India looks at permitting 100 percent FDI in single-brand retail sector
03 Oct 2011
India's federal government is looking at permitting 100-per cent foreign direct investments (FDI) in single-brand retail sector, a move that would benefit global retail chains mulling of starting operations in the country.
The increase in FDI is from the present permissable limit of 51 per cent, and would be accompanied by tightening of norms for the sector, according to reports in the media.
Media reports quoted the industry secretary R P Singh as saying that the proposal to remove foreign investment cap in single brand retail was under consideration.
A committee of top civil servants, of which R P Singh was a member, in July agreed to recommend to the cabinet allowing foreign firms to take a 51-per cent stake in multi-brand retail operations.

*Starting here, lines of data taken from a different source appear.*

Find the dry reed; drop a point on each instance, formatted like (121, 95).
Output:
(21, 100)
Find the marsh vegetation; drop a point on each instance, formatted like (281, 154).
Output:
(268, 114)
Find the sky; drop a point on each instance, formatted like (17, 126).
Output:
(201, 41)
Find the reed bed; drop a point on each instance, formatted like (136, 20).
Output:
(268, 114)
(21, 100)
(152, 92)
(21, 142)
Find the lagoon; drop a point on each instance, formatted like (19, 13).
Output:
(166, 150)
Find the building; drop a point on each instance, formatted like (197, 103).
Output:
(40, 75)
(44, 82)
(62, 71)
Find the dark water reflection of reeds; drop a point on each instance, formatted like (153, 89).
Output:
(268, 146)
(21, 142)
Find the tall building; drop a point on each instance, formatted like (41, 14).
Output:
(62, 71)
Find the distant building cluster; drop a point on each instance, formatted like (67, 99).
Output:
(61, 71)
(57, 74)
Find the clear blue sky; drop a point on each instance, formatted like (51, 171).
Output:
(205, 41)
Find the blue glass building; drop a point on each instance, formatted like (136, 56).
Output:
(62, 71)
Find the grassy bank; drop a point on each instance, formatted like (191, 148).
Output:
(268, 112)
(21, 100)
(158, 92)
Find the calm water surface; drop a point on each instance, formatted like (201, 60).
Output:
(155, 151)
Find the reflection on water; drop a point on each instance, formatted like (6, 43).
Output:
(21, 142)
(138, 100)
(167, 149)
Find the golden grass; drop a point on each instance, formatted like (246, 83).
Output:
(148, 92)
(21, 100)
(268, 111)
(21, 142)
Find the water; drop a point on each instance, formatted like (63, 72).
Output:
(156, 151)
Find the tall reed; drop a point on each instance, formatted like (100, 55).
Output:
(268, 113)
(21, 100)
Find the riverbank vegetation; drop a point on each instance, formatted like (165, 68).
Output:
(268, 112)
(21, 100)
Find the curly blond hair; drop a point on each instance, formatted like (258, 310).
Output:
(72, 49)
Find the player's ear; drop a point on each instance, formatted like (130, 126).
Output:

This will enable global retail giants like Wal-Mart, Carrefour SA, Tesco Plc and Metro AG to open stores in the country and invest in supermarkets.
Full ownership of their ventures may also encourage some of the brands to go on their own instead of entering into joint ventures or licensing agreements with Indian retailers.
Reliance Retail, part of the Reliance Industries, has a joint venture with Marks and Spencers, while Trent, the retail arm of the Tata group, has tied up with Spanish fashion retailer Inditex Group that owns the Zara brand.